Setelah sempat bingung sesaat, akhirnya kami sepakat, mungkin Ibu BSL tidak percaya kami akan datang on time, sehingga dia memajukan setengah jam dari jadwal sebenarnya. Yah, sudahlah tak apa. Sekitar jam 8 kurang 5 menit kami masuk ke ruang meeting. Ada beberapa orang sudah duduk disana. Tak lama kami duduk, seorang Ibu berseragam coklat mendekati.
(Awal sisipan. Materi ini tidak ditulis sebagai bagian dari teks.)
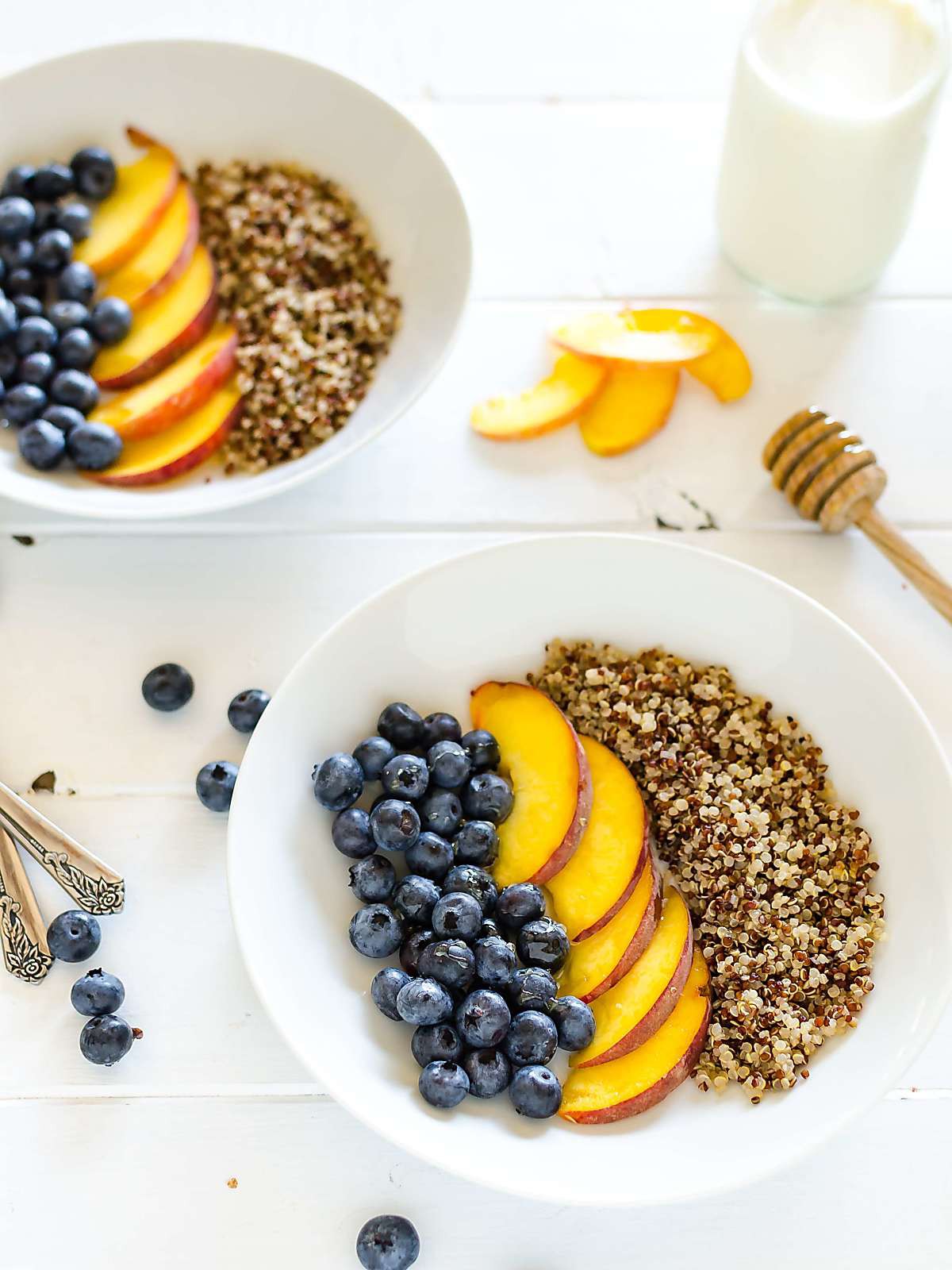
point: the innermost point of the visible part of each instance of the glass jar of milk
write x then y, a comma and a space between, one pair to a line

“Dari organisasi ABCD ya? Saya Ibu NN, ini undangan untuk organisasi ABCD untuk acara ini,” katanya sambil menyodorkan amplop. “Ibu BSL agak sedikit telat katanya, ada perlu dulu sebentar.” Agak ingin ketawa juga sih, kami sudah hadir disitu, baru kemudian undangan diberikan. Yah, sudahlah tak apa (lagi). Iseng kami buka amplop itu, tertulis di detil acara - Tempat: Hotel Santika, Pukul: 8.30. Astaga.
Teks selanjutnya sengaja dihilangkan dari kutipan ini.